Quand un dirigeant politique souhaite s'en prendre à une population donnée, il commence par en forger une vision négative. Cela passe par une terminologie critique qui permet de stéréotyper le groupe tout entier. Les idéologies de haine et de racisme permettent en outre de déshumaniser ceux qu'elles visent, et d'ouvrir la voie à l'oppression voire à l'extermination. Les idéologies déshumanisantes justifient l'action des instigateurs, pour qui il est légitime de persécuter voire de tuer, ceux définis comme non humains et menaçants. Caractériser ainsi le groupe extérieur n'aurait que très peu d'intérêt si cela ne devait permettre le passage à l'acte.

Le passage à l'acte

Les symboles négatifs agissent comme un mécanisme qui légitime l'action, favorisant le passage à l'acte, y compris le meurtre de masse. Quand les dirigeants présentent l'action violente comme nécessaire à la défense de l'État ou d'un mode de vie, ils légitiment le génocide. En outre, il semble qu'ils trouveront toujours des volontaires prêts à donner libre cours à leurs instincts les plus bas, pourvu qu'ils se sentent épaulés par ceux qui occupent des postes de responsabilité.

Les mots encouragent le passage à l'acte tout en le masquant : il convient d'éviter l'usage explicite de mots comme tuer. Les nazis utilisaient des euphémismes tels que traitement spécial, évacuation, nettoyage pour encourager leurs partisans à mettre en oeuvre la politique d'extermination ; les mots choisis par le dirigeant permettent de déclencher l'action et d'assurer aux commanditaires l'obéissance des exécutions.

Langage et obéissance

Les instigateurs préparent la population au génocide en établissant un lien entre le bien-être de la nation ou du groupe et l'obéissance qui leur est due. Il en découle que les citoyens font confiance aux dirigeants, tout simplement parce que ce sont des dirigeants. Il convient d'obéir, de procéder à l'extermination au nom d'une autorité supérieure. L'obéissance est encouragée au moyen de mots à connotation positive, tels que devoir, honneur ; elle est récompensée par des symboles comme les médailles, qui honorent ceux qui ont participéaux actes de violence. Elle est renforcée par l'endoctrinement et par la destruction de l'identité individuelle et de l'amour-propre, ce qui engendre l'obéissance. L'individu ne doit pas s'attarder sur les conséquences des actes qu'on lui a ordonné de commettre ; une fois qu'il les a exécutés, ils cherchera à justifier son comportement, surtout s'il y a eu destruction de vies humaines. La justification passe par la manipulation, qui vise à masquer la réalité.

Langage et justification

Pour Primo Levi, l'histoire tout entière de ce bref Reich millénaire peut se relire comme une guerre contre la mémoire, une falsification orwellienne de la mémoire, une falsification de la réalité, une négation de la réalité. Selon cette nouvelle réalité, les Juifs ne furent pas tués, ils furent nettoyés, désinfectés. Le génocide fut transformé en non-génocide par les mots employés pour le décrire : tuer n'était plus tuer.

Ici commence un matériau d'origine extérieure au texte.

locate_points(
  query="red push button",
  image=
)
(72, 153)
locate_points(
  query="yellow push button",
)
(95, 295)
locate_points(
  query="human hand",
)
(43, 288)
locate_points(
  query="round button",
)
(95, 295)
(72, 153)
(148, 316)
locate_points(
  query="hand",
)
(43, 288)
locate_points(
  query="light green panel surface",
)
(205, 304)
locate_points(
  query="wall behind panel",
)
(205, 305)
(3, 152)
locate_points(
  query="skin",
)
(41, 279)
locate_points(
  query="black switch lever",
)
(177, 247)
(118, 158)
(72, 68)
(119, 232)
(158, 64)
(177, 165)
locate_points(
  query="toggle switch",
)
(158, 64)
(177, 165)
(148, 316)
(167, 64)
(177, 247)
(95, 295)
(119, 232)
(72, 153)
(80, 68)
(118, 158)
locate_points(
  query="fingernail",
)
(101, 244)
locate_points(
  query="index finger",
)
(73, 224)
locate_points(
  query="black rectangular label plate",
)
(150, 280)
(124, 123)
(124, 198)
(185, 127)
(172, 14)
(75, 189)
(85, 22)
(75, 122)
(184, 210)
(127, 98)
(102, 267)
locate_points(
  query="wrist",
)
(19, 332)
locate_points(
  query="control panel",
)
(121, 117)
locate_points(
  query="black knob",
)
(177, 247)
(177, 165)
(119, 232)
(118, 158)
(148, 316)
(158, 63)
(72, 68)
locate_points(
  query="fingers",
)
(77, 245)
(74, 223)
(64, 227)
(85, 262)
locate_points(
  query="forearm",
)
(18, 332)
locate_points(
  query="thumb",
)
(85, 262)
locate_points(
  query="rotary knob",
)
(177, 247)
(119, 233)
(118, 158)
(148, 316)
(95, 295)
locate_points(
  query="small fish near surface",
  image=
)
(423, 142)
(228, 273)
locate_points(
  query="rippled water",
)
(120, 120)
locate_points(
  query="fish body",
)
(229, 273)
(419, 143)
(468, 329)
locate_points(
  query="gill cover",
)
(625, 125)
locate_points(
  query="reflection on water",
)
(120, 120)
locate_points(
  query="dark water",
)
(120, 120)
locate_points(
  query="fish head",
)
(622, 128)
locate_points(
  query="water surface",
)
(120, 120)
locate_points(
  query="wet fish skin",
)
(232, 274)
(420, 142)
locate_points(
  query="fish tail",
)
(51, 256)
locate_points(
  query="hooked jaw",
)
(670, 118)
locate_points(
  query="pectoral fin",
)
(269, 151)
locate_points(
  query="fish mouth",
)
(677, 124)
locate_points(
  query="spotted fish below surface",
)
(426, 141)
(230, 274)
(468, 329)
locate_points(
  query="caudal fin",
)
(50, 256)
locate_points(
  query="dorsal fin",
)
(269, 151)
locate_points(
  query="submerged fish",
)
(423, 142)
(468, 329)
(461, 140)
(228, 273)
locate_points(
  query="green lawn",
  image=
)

Le langage des nazis avait pour fonction d'obscurcir la réalité du meurtre de masse, d'émousser la sensibilité des participants. C'est là malheureusement une déformation courante, désolante, souvent niée, du langage. Les actes de destruction sont parfois masqués par les euphémismes. Ainsi, le jargon a pour rôle de déguiser une réalité que l'État ou que le groupe instigateur de génocide cherche à nier ou à occulter. Ce langage a pour but de faire croire que les actes meurtriers sont acceptables, de convaincre les individus d'obéir quand ils reçoivent l'ordre de les commettre.

Conclusion

Le langage du génocide n'est pas une aberration historique, c'est une réalité bien trop répandue. Utilisé pour créer des mythes qui s'attachent à simplifier un monde complexe, à pousser les individus à agir contre des cibles précises, à motiver l'obéissance et à justifier la destruction, le langage de l'extermination vise à séduire les pulsions les plus sombres de la personnalité humaine. Tant que nous ne comprendrons pas comment le langage fonctionne pour atteindre ainsi cette face submergée de notre personnalité, tant que nous ne reconnaîtrons pas que le génocide est une réalité historique récurrente, nous continuerons tous d'être potentiellement les victimes et les auteurs de génocide.

Herbert Hirsch et Roger W. Smith

Source : Le livre noir de l'humanité. Encyclopédie mondiale des génocides. Éditions Privat. 2001.